明楼淡淡笑道:“黑暗里过得久了,就怕得上畏光症。”阿诚不解地挑眉,明楼立刻说:“说起来,明天和金小姐的相亲,你可准备好了?”

阿诚笑意隐去,明楼说:“大姐临走时还在惦记的事,我不敢怠慢,你也不许推脱。”

阿诚低下头,用服从的口气答:“是。”

明楼点点头说:“那你回房去吧,找件体面衣服,明天相亲,可不要失了我们明家的脸面。”

阿诚走出书房,门在身后关上,他回首望门,眼中似有泪光,但他很快回头快步上楼,脚步急切,仿佛在逃离。

门内,明楼依旧静静地站着,目光深不见底。

(2)

世界上最遥远的距离,不是我就站在你面前,你却不知道我爱你。而是,明明彼此相爱,却不能在一起。

方孟韦猛地推开门,大喊:“杜见锋!”

无人回答,房间里窗户大开,灰尘在太阳的光柱里跳舞。整个屋子空空荡荡,除了半旧的桌椅和简陋的床板,什么都没有了。

方孟韦扶着门框,突然之间觉得虚弱无力。

跟在身后的卫兵说:“早跟您说了,杜旅长已经走了。上峰急调201旅赶赴前线,军令如山,有几个脑袋也不敢延误啊。”

方孟韦轻声问:“他留下什么话没有?”卫兵说:“没有,不过留下一封信给您。”

他从口袋里掏出一个信封递给方孟韦,方孟韦接过来打开,纸上的字歪歪扭扭,是杜见锋亲手写的。

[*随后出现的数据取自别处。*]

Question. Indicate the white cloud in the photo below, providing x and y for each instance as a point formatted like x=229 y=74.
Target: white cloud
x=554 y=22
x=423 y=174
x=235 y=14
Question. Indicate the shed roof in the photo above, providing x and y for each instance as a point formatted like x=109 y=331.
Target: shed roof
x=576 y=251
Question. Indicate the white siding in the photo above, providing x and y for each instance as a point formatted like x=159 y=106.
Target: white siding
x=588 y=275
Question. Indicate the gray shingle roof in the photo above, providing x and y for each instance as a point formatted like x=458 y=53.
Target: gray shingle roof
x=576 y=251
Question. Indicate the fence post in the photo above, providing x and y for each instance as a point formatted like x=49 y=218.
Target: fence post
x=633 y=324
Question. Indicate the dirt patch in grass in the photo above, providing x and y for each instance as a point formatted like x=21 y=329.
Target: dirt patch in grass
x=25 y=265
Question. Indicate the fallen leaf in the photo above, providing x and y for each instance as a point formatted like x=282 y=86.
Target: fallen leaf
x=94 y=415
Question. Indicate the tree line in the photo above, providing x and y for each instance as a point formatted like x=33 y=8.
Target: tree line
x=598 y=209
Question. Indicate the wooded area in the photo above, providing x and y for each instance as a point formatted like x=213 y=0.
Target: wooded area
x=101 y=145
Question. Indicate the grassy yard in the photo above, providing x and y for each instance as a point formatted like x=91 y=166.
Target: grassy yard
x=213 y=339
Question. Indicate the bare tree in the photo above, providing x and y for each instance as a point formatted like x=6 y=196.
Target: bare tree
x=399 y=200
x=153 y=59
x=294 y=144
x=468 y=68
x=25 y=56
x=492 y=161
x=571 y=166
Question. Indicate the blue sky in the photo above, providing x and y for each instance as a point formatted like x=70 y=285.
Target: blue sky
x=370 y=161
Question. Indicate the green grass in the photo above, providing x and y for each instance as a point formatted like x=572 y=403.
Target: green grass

方孟韦只看了一眼就揉皱了信纸,攥在手里红着眼眶微微发抖,不知是伤心还是生气。

“混蛋!”他恶狠狠地骂道,似乎想把信扔掉,但终究没有扔。

最后,他还是展平信纸,放回信封。

卫兵不敢说话,刚才他偷看了一眼,信上只写了四个字——

别等我了。

(3)

世界上最遥远的距离,不是明明彼此相爱,却不能在一起,而是,明明无法抵挡这股想念,却非要装作丝毫没有把你放在心里。

“阁主,阁主!今日新君登基,大赦天下。”

“滚滚滚,这等俗事报与我知做什么?平白污了本阁主的耳朵。”

“阁主,新君广施仁政,百姓敬服拥戴。”

“拥戴不拥戴的跟我有什么关系?我们琅琊阁向来不问朝廷中事,再提休怪我打你的板子!”

“阁主……”

“有话快说,本阁主没工夫跟你猜谜!”

“阁主,皇上病入膏肓,太医束手无策,据说不过是染了伤寒,只是心病难医……”

“……”

说好的你走你的阳关道,我过我的独木桥。

说好的从此后你的家国天下好好坏坏都与我无关。

可是我终究不能无动于衷,只可惜,你已经来不及等我了。

(4)

世界上最遥远的距离,不是明明无法抵挡这股想念,却非要装作丝毫没有把你放在心里,而是,用你冷酷的心,给爱你的人,划下一条无法跨越的沟渠。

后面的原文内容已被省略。